Der Hidalgo-Rauhschopf stammt aus dem östlichen und zentralen Mexiko, wo die Pflanzen auf felsigem Gelände auf 1.900–3.000 m über Meereshöhe wachsen. Die Pflanzen bilden kurze, 30–50 cm hohe Stämme (selten bis 5 m), sind unverzweigt oder verzweigen sich nur spärlich. Die Laubblätter sind 60–120 cm lang, 1,2–1,8 cm breit, linear, graugrün-silbrig bis blau-grün, mit nicht auffasernder Spitze. Am Rand finden sich dunkelgelbe, 1–2 mm lange, hornartige, überwiegend zur Spitze gebogene Zähne und dazu eine feine Sägung. Der Blütenstand ist eine dichte, bis 1,2 m hohe Rispe und trägt grünlich-weiße, an der Spitze rötlich tingierte, etwa 2 mm lange Blüten. Später bilden sich 9–10 m lange, fast eiförmige Früchte mit jeweils 1 braungelben, 4 mm langen Samen. Siehe auch Dasylirion Zucc.


Abb. 1 Nicht auffasernde Blattspitze des Dasylirion glaucophyllum in einem Privatgarten in Eppan, Südtirol, 29.10.2019 Abb. 2 Erst kurze Zeit ausgepflanztes Exemplar des Dasylirion glaucophyllum in einem Privatgarten in Eppan, Südtirol, 29.10.2019

Abb. 3 Laubblattabschnitt von Dasylirion glaucophyllum mit überwiegend zur Blattspitze gebogenen Zähnen. Privatgarten in Eppan, Südtirol, 29.10.2019


Der Gattungsname Dasylirion Zucc. stammt ab von gr. "dasys" (= dicht, rauh) und gr. "leirion" (= Lilie), womit die rauhen Schöpfe, beziehungsweise Rosetten gemeint sind, gebildet aus den länglichen Laubblättern. Das Epitheton glaucophyllum stammt von gr. "glaukos" (= bläulich, grau) und gr. "phyllon" (= Blatt), nach der blaugrünen Färbung der Laubblätter.

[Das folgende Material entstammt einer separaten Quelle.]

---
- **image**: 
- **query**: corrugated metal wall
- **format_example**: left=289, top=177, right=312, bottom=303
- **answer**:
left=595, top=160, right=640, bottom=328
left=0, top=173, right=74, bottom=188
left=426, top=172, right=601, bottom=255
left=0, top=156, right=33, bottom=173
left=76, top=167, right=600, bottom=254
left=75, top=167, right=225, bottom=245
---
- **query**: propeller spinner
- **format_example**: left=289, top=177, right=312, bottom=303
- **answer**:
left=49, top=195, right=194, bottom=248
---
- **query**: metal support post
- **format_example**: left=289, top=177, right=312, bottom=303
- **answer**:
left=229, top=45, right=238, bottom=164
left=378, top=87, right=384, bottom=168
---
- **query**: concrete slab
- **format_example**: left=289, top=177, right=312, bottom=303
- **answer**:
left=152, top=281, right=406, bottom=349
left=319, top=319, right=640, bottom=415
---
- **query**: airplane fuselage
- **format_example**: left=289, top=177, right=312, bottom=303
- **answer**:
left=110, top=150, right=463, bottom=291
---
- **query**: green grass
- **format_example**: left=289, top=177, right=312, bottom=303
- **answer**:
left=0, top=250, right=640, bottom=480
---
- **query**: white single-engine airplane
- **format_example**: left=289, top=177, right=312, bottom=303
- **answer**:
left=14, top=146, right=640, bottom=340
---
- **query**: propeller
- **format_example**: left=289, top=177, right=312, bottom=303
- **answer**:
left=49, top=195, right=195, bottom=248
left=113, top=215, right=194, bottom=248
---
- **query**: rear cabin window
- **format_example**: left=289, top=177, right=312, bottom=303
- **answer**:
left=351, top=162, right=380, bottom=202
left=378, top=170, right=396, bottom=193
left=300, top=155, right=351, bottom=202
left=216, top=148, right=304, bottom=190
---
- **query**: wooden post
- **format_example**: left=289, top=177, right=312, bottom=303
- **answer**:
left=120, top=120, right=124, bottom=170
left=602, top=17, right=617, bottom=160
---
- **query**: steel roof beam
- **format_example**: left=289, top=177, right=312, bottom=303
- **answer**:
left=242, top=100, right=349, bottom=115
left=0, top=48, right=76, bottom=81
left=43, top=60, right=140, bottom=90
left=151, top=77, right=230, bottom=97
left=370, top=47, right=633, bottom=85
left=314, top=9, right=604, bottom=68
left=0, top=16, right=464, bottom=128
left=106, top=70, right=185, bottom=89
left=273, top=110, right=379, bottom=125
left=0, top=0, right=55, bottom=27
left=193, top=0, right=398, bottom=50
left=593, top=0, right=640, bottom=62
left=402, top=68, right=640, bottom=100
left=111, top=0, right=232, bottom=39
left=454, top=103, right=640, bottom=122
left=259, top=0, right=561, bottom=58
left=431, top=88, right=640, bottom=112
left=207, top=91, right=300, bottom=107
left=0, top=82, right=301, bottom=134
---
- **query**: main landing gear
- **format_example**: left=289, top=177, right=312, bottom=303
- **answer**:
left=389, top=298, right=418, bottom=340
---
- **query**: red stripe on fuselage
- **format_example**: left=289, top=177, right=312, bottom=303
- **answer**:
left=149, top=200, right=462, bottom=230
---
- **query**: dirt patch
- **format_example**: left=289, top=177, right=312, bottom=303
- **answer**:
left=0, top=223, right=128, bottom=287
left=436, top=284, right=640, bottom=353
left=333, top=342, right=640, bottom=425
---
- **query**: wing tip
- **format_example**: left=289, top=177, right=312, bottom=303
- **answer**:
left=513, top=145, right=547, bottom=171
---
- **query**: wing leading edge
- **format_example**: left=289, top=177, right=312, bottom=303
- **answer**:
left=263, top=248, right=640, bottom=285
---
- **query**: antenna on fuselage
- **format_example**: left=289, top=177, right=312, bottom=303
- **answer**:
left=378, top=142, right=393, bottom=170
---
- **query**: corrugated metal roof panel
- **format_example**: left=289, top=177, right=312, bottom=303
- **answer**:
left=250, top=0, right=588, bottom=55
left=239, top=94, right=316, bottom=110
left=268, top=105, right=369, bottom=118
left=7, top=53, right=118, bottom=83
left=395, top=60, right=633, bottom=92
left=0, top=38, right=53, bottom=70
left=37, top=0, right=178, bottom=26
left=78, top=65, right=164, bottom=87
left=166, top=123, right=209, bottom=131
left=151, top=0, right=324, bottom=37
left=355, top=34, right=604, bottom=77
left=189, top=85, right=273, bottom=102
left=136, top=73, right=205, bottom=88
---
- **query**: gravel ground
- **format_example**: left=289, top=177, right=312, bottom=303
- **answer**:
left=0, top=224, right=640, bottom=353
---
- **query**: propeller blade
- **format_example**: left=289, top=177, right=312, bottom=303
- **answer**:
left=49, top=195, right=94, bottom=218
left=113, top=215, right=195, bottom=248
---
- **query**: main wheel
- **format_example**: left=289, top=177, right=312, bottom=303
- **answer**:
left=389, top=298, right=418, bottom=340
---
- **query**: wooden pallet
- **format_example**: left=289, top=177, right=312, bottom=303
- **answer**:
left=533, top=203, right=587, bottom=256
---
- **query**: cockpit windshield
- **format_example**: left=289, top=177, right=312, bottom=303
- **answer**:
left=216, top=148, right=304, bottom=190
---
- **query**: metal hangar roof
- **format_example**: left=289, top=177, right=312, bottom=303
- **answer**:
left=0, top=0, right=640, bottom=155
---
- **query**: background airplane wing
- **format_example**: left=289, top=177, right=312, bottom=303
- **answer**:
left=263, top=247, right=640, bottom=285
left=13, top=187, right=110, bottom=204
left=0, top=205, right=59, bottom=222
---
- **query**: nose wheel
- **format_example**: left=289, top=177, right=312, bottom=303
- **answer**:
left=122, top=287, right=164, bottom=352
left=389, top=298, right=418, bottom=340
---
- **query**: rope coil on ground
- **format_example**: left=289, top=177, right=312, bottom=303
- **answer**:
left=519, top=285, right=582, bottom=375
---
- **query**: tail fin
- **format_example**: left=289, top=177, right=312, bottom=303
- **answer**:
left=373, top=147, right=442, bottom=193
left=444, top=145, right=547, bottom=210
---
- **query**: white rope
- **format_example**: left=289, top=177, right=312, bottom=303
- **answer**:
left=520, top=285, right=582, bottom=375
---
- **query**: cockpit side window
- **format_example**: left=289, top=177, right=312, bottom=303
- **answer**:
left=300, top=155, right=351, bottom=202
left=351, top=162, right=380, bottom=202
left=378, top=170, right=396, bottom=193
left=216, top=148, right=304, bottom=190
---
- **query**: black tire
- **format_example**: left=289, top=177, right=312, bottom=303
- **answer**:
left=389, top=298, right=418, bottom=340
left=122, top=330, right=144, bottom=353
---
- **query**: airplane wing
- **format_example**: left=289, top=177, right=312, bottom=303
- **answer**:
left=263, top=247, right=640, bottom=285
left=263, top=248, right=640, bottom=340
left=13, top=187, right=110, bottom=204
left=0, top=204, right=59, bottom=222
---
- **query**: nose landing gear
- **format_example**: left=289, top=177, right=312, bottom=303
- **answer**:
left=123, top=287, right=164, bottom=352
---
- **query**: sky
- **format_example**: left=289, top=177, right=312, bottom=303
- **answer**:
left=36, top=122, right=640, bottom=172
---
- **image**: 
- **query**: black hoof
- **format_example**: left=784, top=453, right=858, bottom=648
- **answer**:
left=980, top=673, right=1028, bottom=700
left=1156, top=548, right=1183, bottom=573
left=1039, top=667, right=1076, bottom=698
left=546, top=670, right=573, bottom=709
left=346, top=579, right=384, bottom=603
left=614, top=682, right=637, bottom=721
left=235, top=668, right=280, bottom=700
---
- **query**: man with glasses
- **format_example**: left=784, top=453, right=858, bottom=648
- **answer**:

Leider ist der Hidalgo-Rauhschopf nur wenig frosthart und eignet sich nur in winterwarmen Regionen für eine Freilandkultur. In Mitteleuropa ist die Kübelhaltung vorzuziehen. Die Pflanzen können problemlos trocken, kühl und auch dunkel überwintert werden.

Referenzen
Genaust, H. 2012: Etymologisches Wörterbuch der botanischen Pflanzennamen. – Nikol-Verlag, Hamburg, 701 S.
Walker, C. C. 2001: Nolinaceae. In: Eggli., U: Illustrated Handbook of Succulent Plants: Monocotyledons. – Springer-Verlag, Berlin, Heidelberg, New York, 286–292.